Wordlessly, David got out of the truck. He looked up to the sky to try to orient himself, but a blanket of clouds lay over the moon and the stars. There would be no help from the heavens tonight. His heart pounding, he followed Lopez to the rear of the building. He could smell the pines, feel the sweet humidity
in the air, hear the crickets chirping innocently in the woods. But he could also sense the presence of evil, dark and foreboding. The hair on the back of his neck stood up.
Chris was out of breath by the time he got back to his Bureau car. They'd divided up the five roads in the vicinity of the plant and were scattering to see if they could find a trace of Lopez and David.
Thirty minutes later, they all agreed they'd have to give it up.
Lopez unlocked the door with a key. The building was dark. He motioned David in. “You first,” David said, standing his ground. So Lopez entered. He flipped a switch and a single bulb suspended from a fixture in the ceiling came on. David followed, keeping his back to the wall to the left of the door, glancing quickly around as he closed the door behind him.
The room was empty. Lopez walked through it to a second door. David followed. But then Lopez dropped his keys, blocking his path and forcing David to step quickly to the right. In one split second, David knew he'd made a mistake.
Suddenly a strong arm gripped his neck and he felt the blade of a knife pressed against his throat. Instinctively, David reacted, driving his elbow into the gut of the man behind him, jamming his foot down on his instep, and throwing his head back into his assailant's face. He knocked the knife arm away as the man reacted. Then David flexed his knees, twisted, and was free.
He turned. He was face-to-face with the man he'd seen in the surveillance photo with Maria.
Lopez was laughing. “You see, Jefe, I told you. He is a bullfighter, no?”
The man Lopez called âjefe' had slicked-back black hair and black eyes. He was taller than David, and not as burly. His black Western shirt had pearlized buttons and he was wearing black jeans and pointed Western boots. A trickle of blood emerged from his nose, and he put down his knife and removed a white handkerchief from his back pocket, wiped his nose, looked at the blood, and said, “You are good.”
David's heart was pounding and his mind flashing like someone had lit off a firecracker inside his skull. He exploded, barreling toward the man, slamming him into the wall behind. He backed up, drove his fist into the man's gut, and then his mind registered the click of a gun. He turned. Lopez had a .45 aimed straight at him, four inches from his head.
David's breath came hard. He straightened up, unclenched his hands, and with a sweep of his arm, moved Lopez's gun away and walked across the room. He backed up to a wall, put his hands on his knees, and fought to calm down. He could feel blood trickling down his neck from where the knife had cut him. A white-hot anger coursed through his veins. “Who are you?” he said.

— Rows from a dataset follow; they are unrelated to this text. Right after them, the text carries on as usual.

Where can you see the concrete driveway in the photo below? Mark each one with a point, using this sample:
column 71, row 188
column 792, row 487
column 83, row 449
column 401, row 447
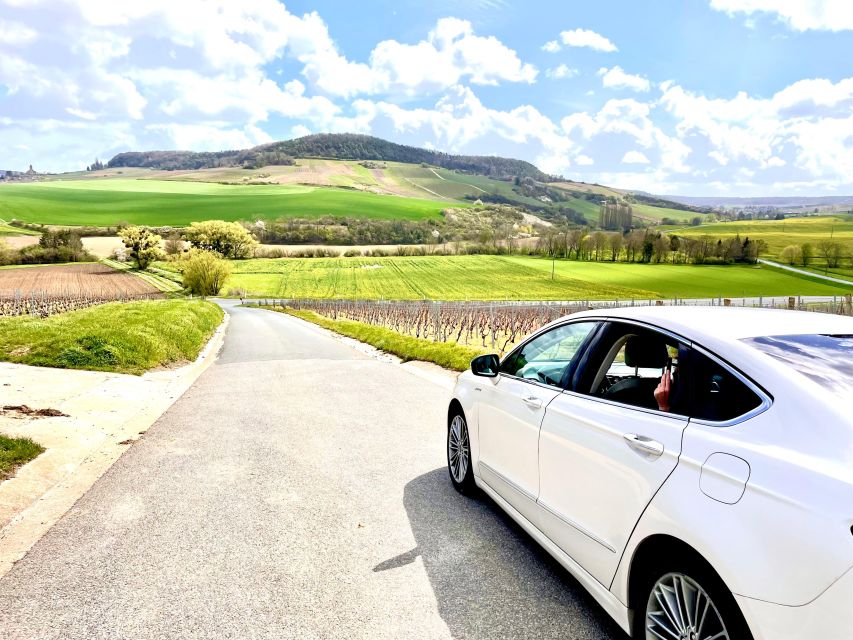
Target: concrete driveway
column 297, row 490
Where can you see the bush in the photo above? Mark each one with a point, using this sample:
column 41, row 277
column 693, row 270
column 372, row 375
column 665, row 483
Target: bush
column 143, row 246
column 204, row 272
column 229, row 239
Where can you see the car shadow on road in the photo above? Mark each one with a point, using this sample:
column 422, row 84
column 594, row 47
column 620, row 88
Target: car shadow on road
column 490, row 578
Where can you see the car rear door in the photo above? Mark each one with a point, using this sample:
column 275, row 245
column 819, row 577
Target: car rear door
column 602, row 460
column 511, row 409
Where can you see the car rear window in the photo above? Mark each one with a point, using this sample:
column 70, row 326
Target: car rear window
column 826, row 359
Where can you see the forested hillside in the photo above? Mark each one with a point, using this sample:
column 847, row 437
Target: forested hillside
column 330, row 145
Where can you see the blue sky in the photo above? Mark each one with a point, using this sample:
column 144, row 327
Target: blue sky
column 692, row 97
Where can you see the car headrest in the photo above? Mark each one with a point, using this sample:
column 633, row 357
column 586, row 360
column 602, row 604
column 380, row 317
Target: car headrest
column 646, row 352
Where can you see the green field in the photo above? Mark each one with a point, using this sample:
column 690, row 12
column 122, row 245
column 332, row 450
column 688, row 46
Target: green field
column 778, row 234
column 514, row 278
column 126, row 337
column 172, row 203
column 7, row 230
column 657, row 214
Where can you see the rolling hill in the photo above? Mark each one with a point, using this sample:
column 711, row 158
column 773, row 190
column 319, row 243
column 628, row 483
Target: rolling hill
column 338, row 146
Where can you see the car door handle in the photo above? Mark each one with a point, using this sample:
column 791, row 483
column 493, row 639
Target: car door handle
column 644, row 444
column 533, row 402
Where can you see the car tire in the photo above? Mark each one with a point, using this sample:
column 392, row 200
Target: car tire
column 459, row 454
column 657, row 609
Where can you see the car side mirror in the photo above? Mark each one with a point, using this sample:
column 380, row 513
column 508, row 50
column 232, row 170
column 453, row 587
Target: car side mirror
column 487, row 366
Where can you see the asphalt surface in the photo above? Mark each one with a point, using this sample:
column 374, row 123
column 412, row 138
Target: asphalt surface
column 297, row 490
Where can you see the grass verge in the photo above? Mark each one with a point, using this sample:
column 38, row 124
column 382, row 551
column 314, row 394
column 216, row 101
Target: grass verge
column 122, row 337
column 15, row 452
column 445, row 354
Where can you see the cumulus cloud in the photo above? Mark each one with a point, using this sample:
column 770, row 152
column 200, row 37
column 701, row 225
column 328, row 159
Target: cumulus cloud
column 801, row 15
column 617, row 78
column 635, row 157
column 15, row 33
column 561, row 71
column 588, row 39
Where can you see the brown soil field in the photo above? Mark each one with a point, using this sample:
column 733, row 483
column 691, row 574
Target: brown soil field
column 73, row 281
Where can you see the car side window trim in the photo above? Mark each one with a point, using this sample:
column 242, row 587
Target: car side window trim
column 598, row 322
column 766, row 398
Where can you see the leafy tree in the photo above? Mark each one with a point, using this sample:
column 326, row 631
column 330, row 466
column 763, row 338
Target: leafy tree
column 142, row 244
column 174, row 245
column 792, row 254
column 229, row 239
column 204, row 272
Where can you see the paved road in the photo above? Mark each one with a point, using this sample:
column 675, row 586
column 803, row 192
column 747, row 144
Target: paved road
column 297, row 490
column 803, row 272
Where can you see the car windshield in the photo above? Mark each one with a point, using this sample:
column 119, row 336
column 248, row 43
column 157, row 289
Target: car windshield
column 826, row 359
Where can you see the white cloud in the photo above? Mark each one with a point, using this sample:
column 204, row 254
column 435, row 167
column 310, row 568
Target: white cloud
column 635, row 157
column 211, row 136
column 587, row 38
column 801, row 15
column 560, row 72
column 809, row 121
column 15, row 33
column 617, row 78
column 632, row 120
column 299, row 131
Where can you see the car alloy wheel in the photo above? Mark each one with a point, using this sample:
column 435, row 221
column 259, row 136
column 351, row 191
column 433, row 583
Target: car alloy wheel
column 458, row 449
column 680, row 609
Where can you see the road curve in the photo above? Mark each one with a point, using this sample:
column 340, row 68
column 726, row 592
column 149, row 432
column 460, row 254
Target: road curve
column 297, row 490
column 803, row 272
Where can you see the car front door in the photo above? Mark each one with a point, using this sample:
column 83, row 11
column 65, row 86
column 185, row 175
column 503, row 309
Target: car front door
column 512, row 407
column 606, row 447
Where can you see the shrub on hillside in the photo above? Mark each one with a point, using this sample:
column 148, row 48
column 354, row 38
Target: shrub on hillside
column 229, row 239
column 204, row 272
column 143, row 246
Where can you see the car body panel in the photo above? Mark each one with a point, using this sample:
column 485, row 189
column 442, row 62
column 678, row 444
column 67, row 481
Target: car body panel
column 585, row 462
column 776, row 527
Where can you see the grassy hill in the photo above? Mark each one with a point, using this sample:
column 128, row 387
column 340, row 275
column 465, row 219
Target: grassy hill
column 173, row 203
column 780, row 233
column 329, row 174
column 502, row 277
column 328, row 145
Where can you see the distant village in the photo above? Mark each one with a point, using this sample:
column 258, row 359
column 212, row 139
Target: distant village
column 22, row 176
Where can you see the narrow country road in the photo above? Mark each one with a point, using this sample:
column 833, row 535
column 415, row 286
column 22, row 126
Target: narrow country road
column 803, row 272
column 297, row 490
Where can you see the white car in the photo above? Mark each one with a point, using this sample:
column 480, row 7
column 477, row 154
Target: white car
column 719, row 510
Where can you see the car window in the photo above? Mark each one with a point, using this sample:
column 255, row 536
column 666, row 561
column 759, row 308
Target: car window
column 546, row 357
column 826, row 359
column 629, row 364
column 716, row 393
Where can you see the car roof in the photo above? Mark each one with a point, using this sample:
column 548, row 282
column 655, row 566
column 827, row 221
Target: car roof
column 729, row 323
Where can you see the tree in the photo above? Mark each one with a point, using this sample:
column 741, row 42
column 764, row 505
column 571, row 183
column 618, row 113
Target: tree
column 806, row 253
column 792, row 254
column 174, row 245
column 143, row 245
column 229, row 239
column 204, row 272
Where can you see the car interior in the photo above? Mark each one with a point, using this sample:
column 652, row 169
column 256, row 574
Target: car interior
column 633, row 367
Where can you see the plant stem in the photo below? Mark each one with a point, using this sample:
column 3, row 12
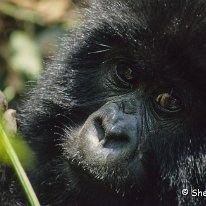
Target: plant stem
column 4, row 140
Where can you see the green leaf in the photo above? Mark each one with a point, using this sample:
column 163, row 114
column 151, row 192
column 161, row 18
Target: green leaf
column 9, row 156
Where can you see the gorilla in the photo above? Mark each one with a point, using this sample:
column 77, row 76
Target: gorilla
column 118, row 118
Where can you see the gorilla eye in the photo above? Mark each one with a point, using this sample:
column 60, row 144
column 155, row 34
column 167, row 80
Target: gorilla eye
column 125, row 73
column 169, row 102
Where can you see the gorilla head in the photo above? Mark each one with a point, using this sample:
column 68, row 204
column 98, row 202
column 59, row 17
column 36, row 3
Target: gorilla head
column 118, row 118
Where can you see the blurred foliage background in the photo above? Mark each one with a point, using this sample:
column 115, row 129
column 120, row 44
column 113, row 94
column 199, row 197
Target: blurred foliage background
column 30, row 31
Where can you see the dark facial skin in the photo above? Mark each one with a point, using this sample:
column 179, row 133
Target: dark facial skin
column 119, row 117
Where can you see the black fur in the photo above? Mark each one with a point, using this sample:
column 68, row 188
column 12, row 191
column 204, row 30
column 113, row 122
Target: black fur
column 166, row 41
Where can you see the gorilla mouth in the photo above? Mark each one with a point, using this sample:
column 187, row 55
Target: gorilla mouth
column 106, row 154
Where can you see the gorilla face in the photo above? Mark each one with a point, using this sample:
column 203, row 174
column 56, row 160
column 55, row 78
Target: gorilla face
column 119, row 117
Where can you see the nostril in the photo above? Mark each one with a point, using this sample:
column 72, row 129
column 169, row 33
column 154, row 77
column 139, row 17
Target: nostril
column 115, row 142
column 115, row 138
column 99, row 129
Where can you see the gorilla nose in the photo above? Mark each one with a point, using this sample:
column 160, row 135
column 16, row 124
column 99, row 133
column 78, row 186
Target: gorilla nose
column 115, row 129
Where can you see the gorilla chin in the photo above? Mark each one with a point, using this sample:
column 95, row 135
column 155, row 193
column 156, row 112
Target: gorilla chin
column 106, row 148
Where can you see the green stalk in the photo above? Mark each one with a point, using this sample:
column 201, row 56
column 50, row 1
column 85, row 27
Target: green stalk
column 4, row 140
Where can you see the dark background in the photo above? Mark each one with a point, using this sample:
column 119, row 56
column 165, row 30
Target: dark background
column 30, row 31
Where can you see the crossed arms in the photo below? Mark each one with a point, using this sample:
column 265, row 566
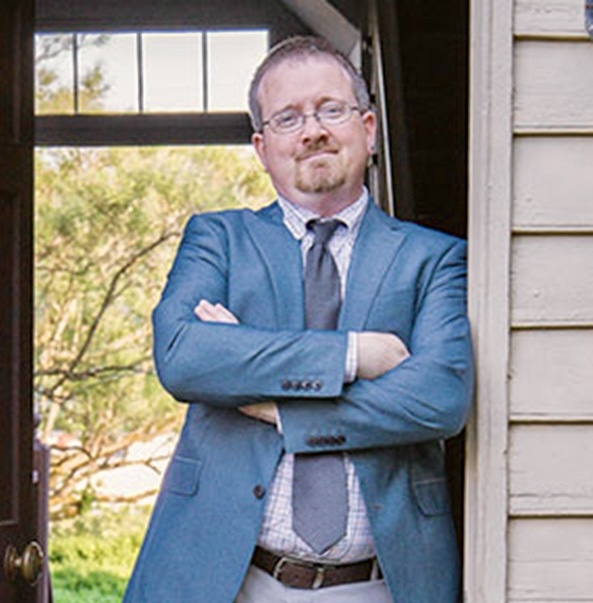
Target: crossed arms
column 204, row 355
column 377, row 353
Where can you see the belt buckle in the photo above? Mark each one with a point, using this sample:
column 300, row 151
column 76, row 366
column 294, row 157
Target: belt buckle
column 319, row 571
column 277, row 571
column 319, row 577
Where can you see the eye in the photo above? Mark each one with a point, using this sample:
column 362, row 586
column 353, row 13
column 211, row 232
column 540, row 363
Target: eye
column 332, row 110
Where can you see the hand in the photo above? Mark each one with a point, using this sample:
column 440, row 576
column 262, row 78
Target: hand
column 208, row 312
column 214, row 313
column 262, row 411
column 379, row 353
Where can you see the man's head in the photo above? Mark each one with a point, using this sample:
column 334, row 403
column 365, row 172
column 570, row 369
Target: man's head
column 314, row 128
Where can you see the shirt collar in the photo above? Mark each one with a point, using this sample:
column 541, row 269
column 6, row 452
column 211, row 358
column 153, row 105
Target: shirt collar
column 296, row 217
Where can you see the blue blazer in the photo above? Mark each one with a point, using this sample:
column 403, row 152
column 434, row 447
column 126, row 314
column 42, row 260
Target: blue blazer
column 403, row 279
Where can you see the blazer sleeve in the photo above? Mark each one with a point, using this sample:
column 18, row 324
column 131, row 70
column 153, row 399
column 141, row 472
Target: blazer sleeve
column 231, row 365
column 427, row 397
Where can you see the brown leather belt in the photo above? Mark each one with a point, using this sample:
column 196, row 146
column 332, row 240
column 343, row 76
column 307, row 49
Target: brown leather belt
column 303, row 574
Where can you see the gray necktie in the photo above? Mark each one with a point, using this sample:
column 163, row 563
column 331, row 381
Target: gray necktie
column 320, row 498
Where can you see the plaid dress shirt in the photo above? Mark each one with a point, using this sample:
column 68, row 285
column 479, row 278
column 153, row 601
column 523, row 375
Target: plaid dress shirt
column 277, row 534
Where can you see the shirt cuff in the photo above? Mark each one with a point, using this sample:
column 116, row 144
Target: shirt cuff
column 351, row 358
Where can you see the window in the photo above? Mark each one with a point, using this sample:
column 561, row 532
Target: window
column 146, row 87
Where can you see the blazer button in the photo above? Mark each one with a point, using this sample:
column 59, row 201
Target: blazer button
column 259, row 491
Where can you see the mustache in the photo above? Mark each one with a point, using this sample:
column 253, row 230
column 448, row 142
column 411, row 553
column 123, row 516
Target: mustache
column 315, row 147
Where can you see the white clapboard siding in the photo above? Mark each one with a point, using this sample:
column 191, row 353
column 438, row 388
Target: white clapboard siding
column 553, row 85
column 551, row 374
column 553, row 181
column 551, row 469
column 545, row 17
column 551, row 561
column 552, row 280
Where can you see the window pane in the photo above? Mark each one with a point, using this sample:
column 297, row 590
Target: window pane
column 232, row 58
column 54, row 74
column 108, row 74
column 172, row 67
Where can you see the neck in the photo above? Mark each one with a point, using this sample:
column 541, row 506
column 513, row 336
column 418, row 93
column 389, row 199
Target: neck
column 324, row 205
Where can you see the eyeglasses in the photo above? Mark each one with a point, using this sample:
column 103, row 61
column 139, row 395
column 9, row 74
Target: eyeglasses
column 330, row 113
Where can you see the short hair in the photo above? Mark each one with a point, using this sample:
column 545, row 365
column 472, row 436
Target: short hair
column 303, row 47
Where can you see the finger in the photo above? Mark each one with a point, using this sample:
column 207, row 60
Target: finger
column 205, row 310
column 225, row 314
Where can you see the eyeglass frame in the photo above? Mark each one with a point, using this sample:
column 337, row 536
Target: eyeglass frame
column 303, row 117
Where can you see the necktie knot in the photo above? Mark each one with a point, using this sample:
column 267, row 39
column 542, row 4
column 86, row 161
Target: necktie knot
column 323, row 231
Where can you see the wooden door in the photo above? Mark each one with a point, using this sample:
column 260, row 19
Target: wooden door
column 19, row 559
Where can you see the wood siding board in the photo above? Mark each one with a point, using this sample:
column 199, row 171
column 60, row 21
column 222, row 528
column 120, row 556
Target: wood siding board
column 552, row 279
column 533, row 17
column 550, row 560
column 490, row 194
column 551, row 469
column 553, row 84
column 553, row 182
column 551, row 373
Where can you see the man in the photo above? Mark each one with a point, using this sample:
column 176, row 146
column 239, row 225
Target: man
column 324, row 353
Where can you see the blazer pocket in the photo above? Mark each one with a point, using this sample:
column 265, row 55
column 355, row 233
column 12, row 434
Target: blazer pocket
column 183, row 475
column 432, row 496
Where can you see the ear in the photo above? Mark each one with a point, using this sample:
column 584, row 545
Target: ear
column 369, row 120
column 259, row 144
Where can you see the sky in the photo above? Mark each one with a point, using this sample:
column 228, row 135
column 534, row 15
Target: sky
column 172, row 69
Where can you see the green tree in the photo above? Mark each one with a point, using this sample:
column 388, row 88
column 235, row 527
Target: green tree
column 108, row 222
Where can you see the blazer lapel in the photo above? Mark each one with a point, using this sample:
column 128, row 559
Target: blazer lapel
column 377, row 244
column 281, row 254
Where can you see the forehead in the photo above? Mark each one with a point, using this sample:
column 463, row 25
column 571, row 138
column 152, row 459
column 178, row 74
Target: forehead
column 302, row 81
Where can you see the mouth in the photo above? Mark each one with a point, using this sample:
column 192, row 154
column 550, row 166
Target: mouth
column 316, row 154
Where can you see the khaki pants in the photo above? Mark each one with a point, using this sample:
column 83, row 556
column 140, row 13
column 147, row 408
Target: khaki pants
column 260, row 587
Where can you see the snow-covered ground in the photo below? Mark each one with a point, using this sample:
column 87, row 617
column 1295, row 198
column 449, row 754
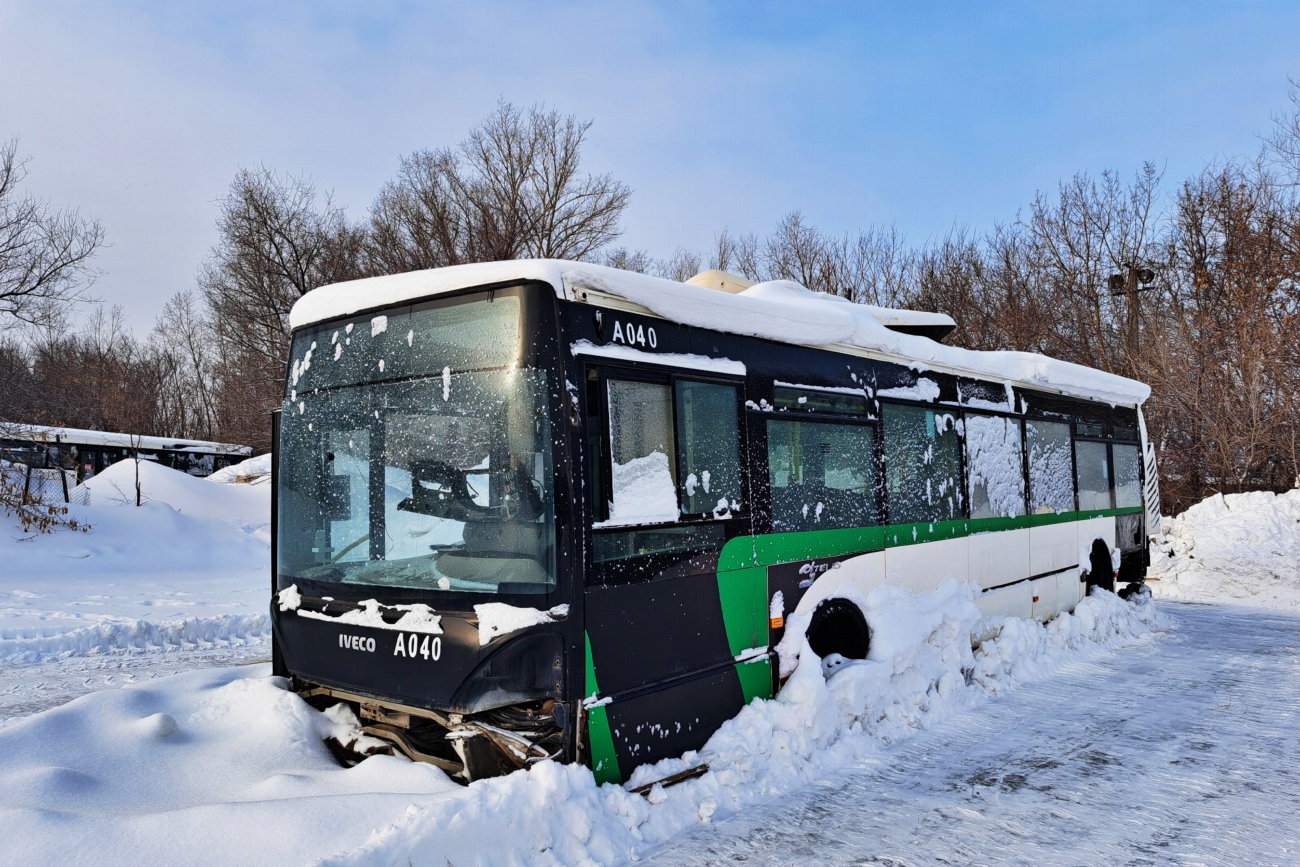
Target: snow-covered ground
column 178, row 582
column 1175, row 751
column 161, row 771
column 1138, row 732
column 1240, row 549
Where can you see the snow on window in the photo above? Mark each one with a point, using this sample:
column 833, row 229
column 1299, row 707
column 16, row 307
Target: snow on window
column 641, row 438
column 995, row 467
column 1127, row 476
column 1051, row 473
column 822, row 475
column 1093, row 473
column 922, row 464
column 644, row 491
column 709, row 441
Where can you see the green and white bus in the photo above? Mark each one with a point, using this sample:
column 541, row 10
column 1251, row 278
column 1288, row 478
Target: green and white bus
column 541, row 508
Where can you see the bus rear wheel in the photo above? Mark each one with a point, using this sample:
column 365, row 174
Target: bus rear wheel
column 837, row 627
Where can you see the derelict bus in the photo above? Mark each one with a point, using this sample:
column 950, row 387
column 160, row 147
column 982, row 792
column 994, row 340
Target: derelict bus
column 550, row 510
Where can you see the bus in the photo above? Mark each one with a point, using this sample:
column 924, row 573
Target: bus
column 87, row 452
column 549, row 510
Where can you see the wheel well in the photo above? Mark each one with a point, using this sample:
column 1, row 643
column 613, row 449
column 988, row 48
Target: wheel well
column 837, row 627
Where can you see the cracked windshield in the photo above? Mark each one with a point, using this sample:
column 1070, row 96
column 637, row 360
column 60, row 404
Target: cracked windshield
column 415, row 454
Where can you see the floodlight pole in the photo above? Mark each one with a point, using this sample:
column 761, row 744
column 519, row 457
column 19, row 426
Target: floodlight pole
column 1129, row 285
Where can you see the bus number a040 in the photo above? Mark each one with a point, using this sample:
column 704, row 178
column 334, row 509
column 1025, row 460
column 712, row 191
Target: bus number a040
column 631, row 334
column 416, row 646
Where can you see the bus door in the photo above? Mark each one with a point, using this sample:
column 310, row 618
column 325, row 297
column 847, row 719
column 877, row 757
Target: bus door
column 667, row 608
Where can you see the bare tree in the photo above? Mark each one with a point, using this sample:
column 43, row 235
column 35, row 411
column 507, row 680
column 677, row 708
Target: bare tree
column 276, row 245
column 512, row 189
column 44, row 254
column 185, row 347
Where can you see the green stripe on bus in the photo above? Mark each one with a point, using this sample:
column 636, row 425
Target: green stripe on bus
column 605, row 763
column 742, row 594
column 745, row 553
column 755, row 679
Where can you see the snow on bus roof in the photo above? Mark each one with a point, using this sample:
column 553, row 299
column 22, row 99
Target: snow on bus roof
column 780, row 311
column 79, row 437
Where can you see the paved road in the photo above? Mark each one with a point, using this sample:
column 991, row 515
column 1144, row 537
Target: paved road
column 1183, row 751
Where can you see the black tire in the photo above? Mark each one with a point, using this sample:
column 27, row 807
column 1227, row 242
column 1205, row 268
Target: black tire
column 837, row 627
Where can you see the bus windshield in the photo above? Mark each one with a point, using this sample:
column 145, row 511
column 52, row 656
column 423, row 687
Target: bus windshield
column 402, row 468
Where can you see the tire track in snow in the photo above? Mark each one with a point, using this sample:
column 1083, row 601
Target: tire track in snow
column 1173, row 751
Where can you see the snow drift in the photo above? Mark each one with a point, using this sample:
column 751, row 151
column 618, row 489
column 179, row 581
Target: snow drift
column 1240, row 549
column 924, row 672
column 159, row 774
column 185, row 571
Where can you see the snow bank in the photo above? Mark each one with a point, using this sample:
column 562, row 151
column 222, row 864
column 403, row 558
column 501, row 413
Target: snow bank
column 187, row 569
column 215, row 767
column 1240, row 549
column 160, row 772
column 17, row 646
column 557, row 815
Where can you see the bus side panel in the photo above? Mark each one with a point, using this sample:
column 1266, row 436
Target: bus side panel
column 1014, row 601
column 863, row 573
column 653, row 631
column 922, row 567
column 1053, row 547
column 680, row 716
column 1000, row 558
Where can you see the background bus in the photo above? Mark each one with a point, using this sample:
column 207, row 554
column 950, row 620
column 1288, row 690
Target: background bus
column 86, row 452
column 540, row 508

“Carlos Cienfuegos,” the man said, extending his hand. “Very pleased to meet you. Hector here says you are the one we have been waiting for.”
The guy came across smooth, oily, and David was still trying to figure him out when he shook his hand.
“Please forgive our fun here. We always like to test those we want to do business with, no?”
“Next time, ask for a résumé,” David muttered.
“Ah, but ours is physical work, no?”
“What do you want?”
“Hector says you are looking for more work.”
“Maybe.”
“He says you have good references.”
David blanked on that for a minute, then remembered using the name of an MS-13 gang leader with Hector. “So what?”
“So, Señor Castillo, we have more jobs for you. More for you to do. And after that, more again.”
“Why would I want to work with you?”
“The best reason. Money. No one pay you more than me.”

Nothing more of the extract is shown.